One evening, the relative hurriedly came to our house, eyes swollen, almost crying, searching for my wife.
‘Nobody’s willing to take on the task of inviting guests!’ she cried. ‘You’ll do it, won’t you? We’re asking for your help. Because, you’re so used to it, right?’
My wife agreed, though rather reluctantly. It really shouldn’t have been her who was asked: the woman had much closer relatives who should have been asked. The woman explained that before deciding to come to us she had visited a relative who would have been more appropriate, but had received a hurtful answer: ‘Oh, I can’t, I have to go to the ricefields to earn my paycheck, if I don’t, we won’t eat!’ But this couldn’t be right. She could spare a day or two to help a family event: I mean, there’s no way lending a hand would lead to not being able to eat.
Apparently, my wife told me, this woman who had come to us has a knack for getting into disputes: she likes to pull disagreements out of thin air with lots of people, sometimes over entirely trivial issues. She had recently brawled with neighbours just because a branch of their guava tree was hanging over her yard. Before that she’d got into a fight with her son-in-law that had forced him to leave the house and live in a wooden shelter in the middle of the ricefields. But the most fundamental reason why people keep their distance from her, my wife said, is because she doesn’t particularly involve herself in community rituals.
‘She rarely answers the requests of others for assistance, and doesn’t like attending other people’s events’, said my wife. ‘So, what she’s going through now, this is her social punishment, meted out to her by this community’.
But surely we should feel a little sorry for her too, I said. After all, the wedding and the party were getting closer and closer. Nobody had ticked off any part of the preparations, the food not cooked, the house not decorated, the invitations not delivered, and lots of other trivial tasks.
‘Let alone cooking, nobody’s even gone to the market yet!’ said my wife, chuckling a little.
‘Really, you can laugh, you can be happy at this?’ I said, surprised.
‘Yeah, well, what I said – she’s the one in the wrong. If this is the situation, what can we do? There’s no time left. Lots to be bought. Not to mention, the good meat for rendang will be hard to get at the market now: it has to be ordered from the butcher way in advance.’
The woman had handed to my wife a piece of paper full of names of people who needed to be invited. Adat prescribes that, rather than receiving an invitation card, you get invited to a wedding by somebody visiting you, somebody going house-to-house. My wife asked me to take her by scooter as she completed this task.

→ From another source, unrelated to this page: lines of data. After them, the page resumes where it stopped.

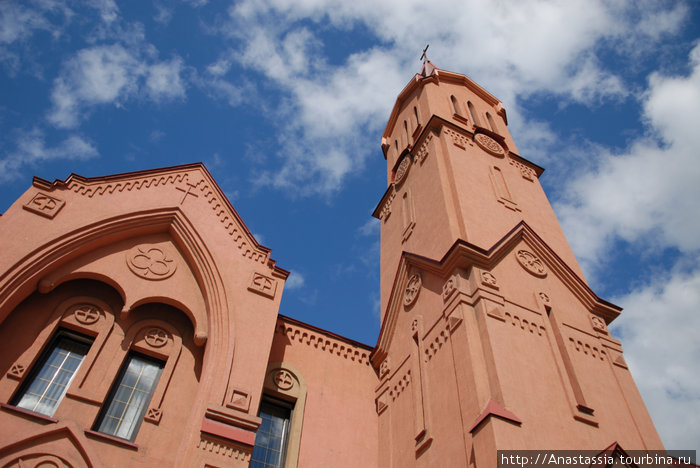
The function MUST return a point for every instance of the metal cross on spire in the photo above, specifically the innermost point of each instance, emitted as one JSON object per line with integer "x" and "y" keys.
{"x": 424, "y": 56}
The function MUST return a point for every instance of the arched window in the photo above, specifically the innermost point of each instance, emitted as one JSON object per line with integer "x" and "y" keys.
{"x": 143, "y": 375}
{"x": 455, "y": 106}
{"x": 492, "y": 124}
{"x": 472, "y": 113}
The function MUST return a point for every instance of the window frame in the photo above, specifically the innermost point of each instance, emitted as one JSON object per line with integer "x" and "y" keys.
{"x": 40, "y": 363}
{"x": 117, "y": 383}
{"x": 288, "y": 408}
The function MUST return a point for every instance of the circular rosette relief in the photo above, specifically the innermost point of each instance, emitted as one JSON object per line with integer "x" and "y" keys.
{"x": 489, "y": 145}
{"x": 151, "y": 262}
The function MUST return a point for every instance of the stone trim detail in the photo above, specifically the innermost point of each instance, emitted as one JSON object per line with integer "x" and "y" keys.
{"x": 399, "y": 386}
{"x": 323, "y": 343}
{"x": 263, "y": 285}
{"x": 384, "y": 368}
{"x": 531, "y": 263}
{"x": 422, "y": 151}
{"x": 151, "y": 262}
{"x": 402, "y": 170}
{"x": 219, "y": 208}
{"x": 240, "y": 400}
{"x": 587, "y": 349}
{"x": 218, "y": 447}
{"x": 458, "y": 139}
{"x": 489, "y": 145}
{"x": 386, "y": 209}
{"x": 524, "y": 324}
{"x": 44, "y": 205}
{"x": 433, "y": 344}
{"x": 527, "y": 172}
{"x": 17, "y": 371}
{"x": 153, "y": 415}
{"x": 620, "y": 361}
{"x": 489, "y": 280}
{"x": 599, "y": 324}
{"x": 230, "y": 224}
{"x": 128, "y": 185}
{"x": 412, "y": 290}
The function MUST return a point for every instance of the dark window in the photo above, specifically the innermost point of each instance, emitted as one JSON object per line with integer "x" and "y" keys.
{"x": 472, "y": 113}
{"x": 46, "y": 386}
{"x": 271, "y": 439}
{"x": 123, "y": 411}
{"x": 454, "y": 105}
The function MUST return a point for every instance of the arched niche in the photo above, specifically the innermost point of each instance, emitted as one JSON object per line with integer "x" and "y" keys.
{"x": 212, "y": 324}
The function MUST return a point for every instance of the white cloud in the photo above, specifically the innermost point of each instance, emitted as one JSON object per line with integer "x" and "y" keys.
{"x": 213, "y": 83}
{"x": 294, "y": 281}
{"x": 659, "y": 333}
{"x": 110, "y": 75}
{"x": 646, "y": 193}
{"x": 109, "y": 11}
{"x": 647, "y": 197}
{"x": 518, "y": 48}
{"x": 164, "y": 82}
{"x": 30, "y": 149}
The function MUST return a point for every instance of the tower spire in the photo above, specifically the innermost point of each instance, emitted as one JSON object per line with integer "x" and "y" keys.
{"x": 428, "y": 68}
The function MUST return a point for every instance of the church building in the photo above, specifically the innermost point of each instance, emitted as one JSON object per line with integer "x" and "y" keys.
{"x": 140, "y": 322}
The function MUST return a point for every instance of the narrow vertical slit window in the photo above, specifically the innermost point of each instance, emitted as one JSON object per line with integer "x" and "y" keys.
{"x": 271, "y": 439}
{"x": 472, "y": 112}
{"x": 454, "y": 105}
{"x": 492, "y": 124}
{"x": 123, "y": 411}
{"x": 53, "y": 374}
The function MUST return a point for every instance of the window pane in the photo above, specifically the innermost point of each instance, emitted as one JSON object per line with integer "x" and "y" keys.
{"x": 271, "y": 438}
{"x": 51, "y": 379}
{"x": 124, "y": 409}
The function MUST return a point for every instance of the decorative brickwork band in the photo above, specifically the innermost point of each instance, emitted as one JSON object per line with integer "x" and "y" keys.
{"x": 531, "y": 263}
{"x": 44, "y": 205}
{"x": 489, "y": 145}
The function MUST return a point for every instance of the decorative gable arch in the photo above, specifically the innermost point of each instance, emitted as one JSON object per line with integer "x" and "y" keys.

‘Hey, so now it’s my turn to be hassled, is it – and look how many invitees there are!’
‘This is only the invitees to help to cook and prepare the event’, said my wife. ‘The invitation list to the party is a whole other thing, everyone in the kampung will be invited!’
We looked at the woman, falling apart in anxiety, pacing back and forth, looking almost dazed, occasionally sobbing.
‘She might faint before the party happens’, said my wife.
But in the end, the party went forward. The woman’s relatives softened their hearts, and all together they came to help. The guests and invitees also showed up, even if they were perhaps quietly grumbling. There was no meaningful setback: the whole thing came to a successful end.
My wife, while accepting a large packet of rendang, obtained as a reward, because she had helped out, looked at me, and said: ‘This event can be a lesson for us’.